There are two main approaches to that:

  • Write a configuration which has root module input variables describing the intended cluster topology, and then use that data structure with module for_each to dynamically pivot from one configuration to another by changing node counts and then finally removing the old module instance altogether.

    Here’s a possible input variable data structure for that:

    variable "node_sets" {
      type = map(object({
        node_count = number
        # (whatever other settings you need to be
        # able to change during a rolling update)
      }))
    }
    
    module "node_sets" {
      source   = "../modules/node-set"
      for_each = var.node_sets
    
      node_count = each.value.node_count
      # (and the other arguments you need to
      # describe what's different between the
      # node sets.)
    }
    

    The idea here then would be that your deployment process generates a fresh node set key for each rolling deploy and runs Terraform with gradually decreasing node_count for the old node set and gradually increasing node_count for the new node set until the old node set reaches zero nodes, and which point you can totally remove it from the input variable and stabilize on only one node set again.

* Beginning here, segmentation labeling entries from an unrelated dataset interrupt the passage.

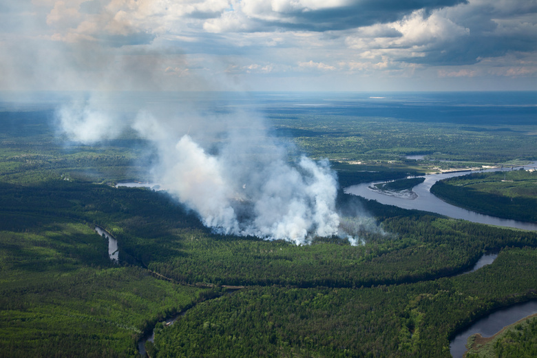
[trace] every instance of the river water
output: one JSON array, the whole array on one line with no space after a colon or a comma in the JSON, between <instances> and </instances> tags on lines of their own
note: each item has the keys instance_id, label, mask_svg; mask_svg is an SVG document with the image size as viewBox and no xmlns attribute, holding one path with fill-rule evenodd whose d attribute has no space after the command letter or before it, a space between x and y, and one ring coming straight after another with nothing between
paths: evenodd
<instances>
[{"instance_id":1,"label":"river water","mask_svg":"<svg viewBox=\"0 0 537 358\"><path fill-rule=\"evenodd\" d=\"M454 358L461 358L466 352L466 342L472 335L480 333L485 337L492 337L503 327L535 313L537 313L537 301L516 304L491 313L457 335L450 344L450 352Z\"/></svg>"},{"instance_id":2,"label":"river water","mask_svg":"<svg viewBox=\"0 0 537 358\"><path fill-rule=\"evenodd\" d=\"M534 162L532 165L536 165L537 162ZM511 169L496 168L492 169L485 169L483 171L497 171L501 170L511 170ZM439 199L434 195L431 193L430 189L432 185L439 180L452 178L454 176L464 176L470 173L476 171L458 171L454 173L443 173L439 174L428 174L425 176L425 181L421 184L416 185L412 191L415 195L387 195L380 190L375 190L373 185L379 182L374 182L357 185L352 185L345 188L344 191L348 194L353 194L361 196L366 199L377 200L377 202L386 205L394 205L403 209L423 210L424 211L430 211L439 214L445 215L450 218L455 219L464 219L472 222L480 224L488 224L490 225L498 225L501 227L514 227L522 229L524 230L536 230L537 224L531 222L525 222L509 219L502 219L488 215L480 214L475 211L460 208L451 204L448 204L445 201ZM393 193L392 193L393 194Z\"/></svg>"}]
</instances>

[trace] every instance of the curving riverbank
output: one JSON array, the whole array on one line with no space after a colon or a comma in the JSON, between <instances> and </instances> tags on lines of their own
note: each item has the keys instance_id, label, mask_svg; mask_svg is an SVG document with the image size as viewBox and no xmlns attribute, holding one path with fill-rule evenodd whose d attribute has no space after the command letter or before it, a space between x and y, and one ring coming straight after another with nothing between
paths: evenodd
<instances>
[{"instance_id":1,"label":"curving riverbank","mask_svg":"<svg viewBox=\"0 0 537 358\"><path fill-rule=\"evenodd\" d=\"M450 342L450 352L454 358L462 358L467 351L470 337L478 334L481 338L492 337L507 326L536 313L537 301L518 304L493 312L456 335Z\"/></svg>"},{"instance_id":2,"label":"curving riverbank","mask_svg":"<svg viewBox=\"0 0 537 358\"><path fill-rule=\"evenodd\" d=\"M480 171L497 171L507 170L503 168L485 169ZM481 214L471 210L449 204L430 192L430 188L439 180L466 175L475 171L466 171L452 173L428 174L421 184L416 185L412 191L415 195L393 196L386 195L382 191L375 190L375 185L386 182L372 182L351 185L344 189L347 194L356 195L366 199L376 200L386 205L394 205L402 209L417 209L444 215L454 219L463 219L472 222L487 224L504 227L537 231L537 224L513 220L502 219L488 215Z\"/></svg>"}]
</instances>

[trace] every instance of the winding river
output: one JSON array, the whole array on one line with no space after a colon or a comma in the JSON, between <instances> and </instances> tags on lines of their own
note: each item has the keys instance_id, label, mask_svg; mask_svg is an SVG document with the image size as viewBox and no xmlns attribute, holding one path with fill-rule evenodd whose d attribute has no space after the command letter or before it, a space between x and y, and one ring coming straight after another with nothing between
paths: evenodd
<instances>
[{"instance_id":1,"label":"winding river","mask_svg":"<svg viewBox=\"0 0 537 358\"><path fill-rule=\"evenodd\" d=\"M535 165L536 164L537 164L537 162L534 162L532 165ZM479 172L507 170L511 170L511 169L496 168L479 171ZM394 205L403 209L430 211L432 213L445 215L445 216L449 216L450 218L453 218L454 219L464 219L480 224L488 224L490 225L513 227L524 230L537 231L537 224L509 219L502 219L501 218L488 215L480 214L475 211L472 211L448 204L445 201L439 199L430 192L431 187L439 180L454 176L464 176L475 172L476 171L466 171L438 174L428 174L425 176L425 180L423 182L416 185L412 189L412 191L414 191L415 195L408 195L408 193L403 193L403 195L387 195L382 191L375 190L374 185L385 182L373 182L359 184L357 185L351 185L350 187L345 188L344 191L348 194L359 196L366 199L377 200L381 204Z\"/></svg>"},{"instance_id":2,"label":"winding river","mask_svg":"<svg viewBox=\"0 0 537 358\"><path fill-rule=\"evenodd\" d=\"M450 342L450 352L454 358L461 358L466 352L466 342L470 336L479 333L484 337L492 337L505 326L535 313L537 313L537 301L516 304L494 312L457 335Z\"/></svg>"},{"instance_id":3,"label":"winding river","mask_svg":"<svg viewBox=\"0 0 537 358\"><path fill-rule=\"evenodd\" d=\"M537 162L534 162L532 164L532 165L537 165ZM485 169L480 171L497 171L507 170L512 169L510 168L496 168L492 169ZM344 191L346 193L359 196L366 199L377 200L381 204L394 205L403 209L430 211L432 213L449 216L455 219L464 219L470 222L481 224L487 224L501 227L522 229L525 230L537 231L537 224L502 219L488 215L480 214L478 213L476 213L475 211L472 211L470 210L467 210L448 204L439 199L430 192L431 187L432 187L432 185L439 180L446 179L448 178L452 178L454 176L464 176L473 172L475 171L469 170L452 173L428 174L425 176L425 180L423 183L417 185L412 189L412 192L407 191L399 194L394 193L387 193L385 191L375 189L375 187L374 187L375 184L384 182L373 182L365 184L359 184L357 185L352 185L345 188ZM158 186L154 187L154 185L152 183L128 182L120 183L117 185L117 187L120 186L131 187L154 187L152 189L157 190L161 189L161 188L160 188ZM103 233L104 233L108 238L109 255L110 255L110 258L111 260L117 260L117 256L116 256L115 259L112 257L112 255L114 253L116 255L117 255L117 241L109 236L108 233L103 230L101 228L96 227L95 230L99 233L99 235L102 235ZM115 246L113 246L114 244L115 244ZM463 273L462 274L473 272L485 265L492 264L497 256L497 253L487 253L483 255L471 270ZM167 320L165 324L173 324L175 320L177 319L180 315L184 315L185 313L185 312L182 312ZM536 313L537 313L537 302L526 302L525 304L517 304L509 308L493 313L487 315L486 317L477 321L466 330L461 333L456 337L455 337L455 338L450 342L450 352L454 357L458 358L462 357L464 352L466 351L466 340L470 335L475 333L481 333L484 337L492 336L496 332L501 330L504 326L512 324L525 317ZM138 342L138 350L142 357L145 356L145 341L153 341L154 338L154 331L151 336L145 337L144 339L140 339L140 341Z\"/></svg>"},{"instance_id":4,"label":"winding river","mask_svg":"<svg viewBox=\"0 0 537 358\"><path fill-rule=\"evenodd\" d=\"M537 164L537 162L534 162L531 165L535 166L536 164ZM505 170L512 169L510 168L496 168L485 169L481 171ZM525 230L537 230L537 224L502 219L488 215L480 214L475 211L448 204L439 199L430 192L431 187L439 180L454 176L464 176L474 171L467 171L426 175L425 181L412 189L412 191L413 193L409 193L410 191L405 191L401 193L382 191L376 189L376 187L374 186L375 184L378 184L378 182L352 185L346 188L344 191L348 194L359 196L366 199L377 200L381 204L394 205L403 209L430 211L455 219L464 219L480 224L488 224ZM483 266L492 264L497 256L496 253L483 255L471 270L463 273L463 274L473 272ZM535 301L516 304L494 312L476 322L464 332L457 335L450 343L450 351L454 357L462 357L466 351L466 341L470 335L481 333L483 337L492 336L503 328L503 327L512 324L522 318L536 313L537 302Z\"/></svg>"}]
</instances>

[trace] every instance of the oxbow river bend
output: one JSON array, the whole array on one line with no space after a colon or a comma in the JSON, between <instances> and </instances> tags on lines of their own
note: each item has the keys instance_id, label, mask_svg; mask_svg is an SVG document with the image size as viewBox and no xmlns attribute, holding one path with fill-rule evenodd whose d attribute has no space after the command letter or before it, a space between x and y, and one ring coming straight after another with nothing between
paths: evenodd
<instances>
[{"instance_id":1,"label":"oxbow river bend","mask_svg":"<svg viewBox=\"0 0 537 358\"><path fill-rule=\"evenodd\" d=\"M532 165L535 165L536 163L537 163L537 162L534 162ZM511 169L496 168L478 171L498 171L501 170L507 171L511 170ZM524 230L537 231L537 224L502 219L488 215L480 214L475 211L448 204L445 201L434 196L434 195L430 192L431 187L439 180L476 172L478 171L467 171L439 174L428 174L425 176L425 181L421 184L416 185L412 189L416 195L387 195L382 191L375 190L373 189L373 185L375 184L384 182L373 182L359 184L357 185L351 185L350 187L345 188L344 191L348 194L357 195L365 198L366 199L377 200L381 204L394 205L403 209L414 209L423 210L424 211L430 211L432 213L445 215L445 216L449 216L450 218L453 218L454 219L464 219L480 224L488 224L490 225L514 227Z\"/></svg>"},{"instance_id":2,"label":"oxbow river bend","mask_svg":"<svg viewBox=\"0 0 537 358\"><path fill-rule=\"evenodd\" d=\"M466 352L466 342L470 336L479 333L485 337L492 337L505 326L535 313L537 313L537 301L516 304L494 312L457 335L450 342L450 352L454 358L462 358Z\"/></svg>"}]
</instances>

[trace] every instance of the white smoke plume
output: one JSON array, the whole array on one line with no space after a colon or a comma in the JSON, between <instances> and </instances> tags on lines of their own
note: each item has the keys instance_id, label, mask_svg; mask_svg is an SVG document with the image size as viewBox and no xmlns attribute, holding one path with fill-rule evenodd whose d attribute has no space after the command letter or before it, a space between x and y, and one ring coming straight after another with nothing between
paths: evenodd
<instances>
[{"instance_id":1,"label":"white smoke plume","mask_svg":"<svg viewBox=\"0 0 537 358\"><path fill-rule=\"evenodd\" d=\"M90 101L61 107L62 131L92 143L134 129L156 149L154 180L216 232L297 244L338 233L337 183L328 160L302 156L290 162L259 116L146 108L128 119L95 106L106 107Z\"/></svg>"}]
</instances>

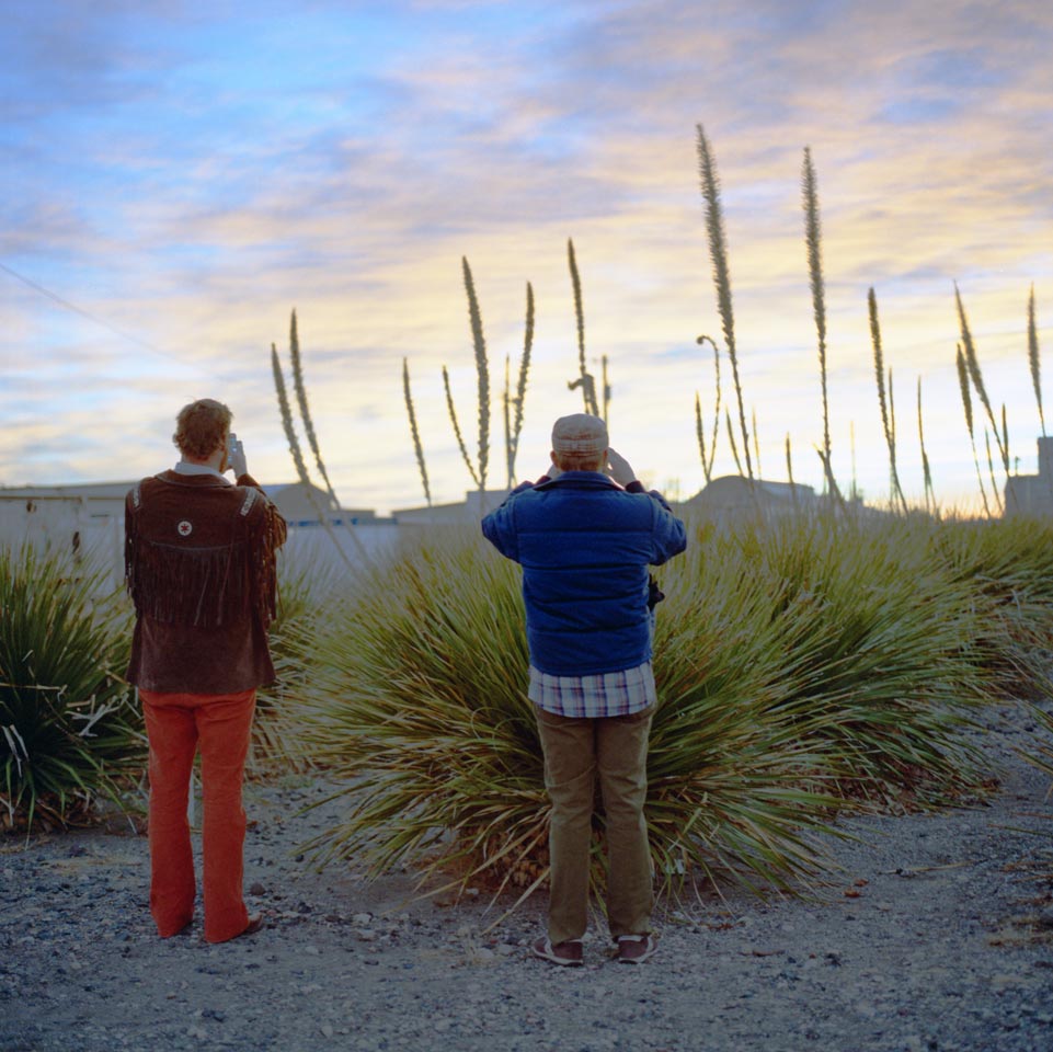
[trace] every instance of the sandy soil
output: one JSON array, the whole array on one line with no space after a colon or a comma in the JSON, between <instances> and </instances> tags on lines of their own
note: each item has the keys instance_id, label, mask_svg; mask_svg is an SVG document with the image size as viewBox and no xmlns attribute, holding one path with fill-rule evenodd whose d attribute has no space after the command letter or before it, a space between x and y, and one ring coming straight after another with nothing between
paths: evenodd
<instances>
[{"instance_id":1,"label":"sandy soil","mask_svg":"<svg viewBox=\"0 0 1053 1052\"><path fill-rule=\"evenodd\" d=\"M167 941L147 911L146 839L127 824L0 839L0 1050L1053 1049L1053 805L992 712L985 805L856 819L821 895L667 906L661 951L620 965L533 959L538 894L500 908L407 902L409 874L316 873L297 844L324 810L302 778L250 786L247 887L267 927Z\"/></svg>"}]
</instances>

    If you follow this strategy then I would recommend generating a .tfvars.json file to set the value for this variable, because that means you can use a standard JSON library available in whatever language you prefer to use and not have to worry about generating valid Terraform native language syntax.

  • Have your automation generate its own root module configuration tailored for each iteration. This can potentially use the same “node set” module I mentioned in the previous point but instead of using a single module block with for_each you’d instead generate two module blocks for each of the intermediate steps, again decreasing and increasing the node counts to gradually rebalance to the new module block.

    This is more fiddly than the previous because it requires generating configuration rather than just generating input variable values, but it comes with the advantage that each of your node sets can potentially have different source and version arguments, which means you can also use this technique to migrate between separate versions of the node set module itself.

    module "node_set_abc123" {
      source  = "registry.example.com/foo/node-set/aws"
      version = "1.0.0"
    
      node_count = 4
    }
    
    module "node_set_def456" {
      source  = "registry.example.com/foo/node-set/aws"
      version = "1.1.0"
    
      node_count = 1
    }
    

    I’ve shown this using the Terraform native syntax above because it’s easier to read, but if it’ll be machine-generated then I’d suggest using JSON Configuration Syntax instead, because that’s typically easier to generate from arbitrary languages that happen to have JSON libraries available.

Both of these cases require your automation to track some state itself, outside of Terraform:

  • The current node set key (which is either a key in var.node_sets or a suffix on the module names, depending on which strategy you follow.
  • The new node set key describing the node set you’re currently transitioning to.
  • The total number of nodes that should be present in the cluster.
  • The number of those nodes that are currently assigned to the “new” node set, as opposed to the current node set.

Once the number of nodes in the new node set matches the total number of nodes (which by definition means that the “current” node set has zero nodes), you’d pivot to treating the new node set key as the current node set key and discard the previous node set key, so that the next change will generate a different new node set key in order to repeat the process.